Dari pelajaran hidup tersebut, setidaknya saya memahami ada beberapa hal yang sebenarnya dibutuhkan oleh orang yang cemas:
Have a self compassion
Sayangi diri sendiri, hargai diri sendiri, berbaikhatilah kepada diri sendiri. Menurut saya ini paling penting, mengasihi dan menerima diri kita apa adanya. Acceptance.
Fokus pada progress, bukan outcome
Ketika kita menghargai progress, maka outcome se-cacat apapun akan terlihat perfect untuk kita.
Selalu melihat realitas
Saking takutnya dengan kegagalan, kadang kita tidak melihat realitas dan langsung memasang standar tinggi. Cara terbaik adalah untuk selalu melakukan reality check.

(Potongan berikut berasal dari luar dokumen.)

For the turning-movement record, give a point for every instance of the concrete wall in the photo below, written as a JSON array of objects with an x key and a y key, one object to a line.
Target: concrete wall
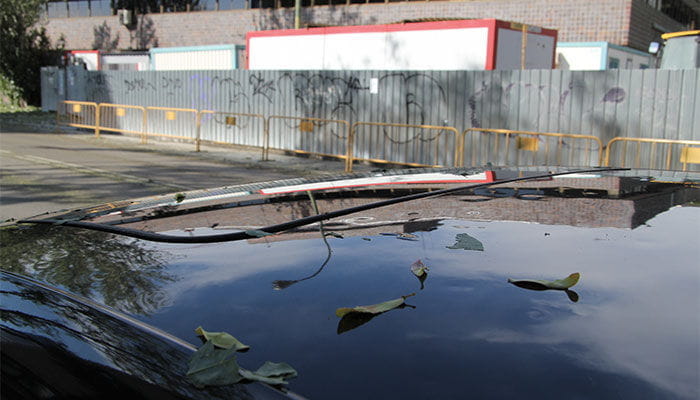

Done is better than perfect
Kalau temen-temen sekarang sering ngelihat saya nulis lagi, ngepost lagi, well, sekarang saya sedang melakukan tahap yang ini. Ngga lagi mengejar kesempurnaan, coba dulu dikerjakan, lakukan dulu. Gagal gapapa, yang penting ada progress, kayak dulu pas jaman S3.
Nggak sabar melihat versi diri sendiri yang tanpa kecemasan di bawah sadar kita! Anyone relate?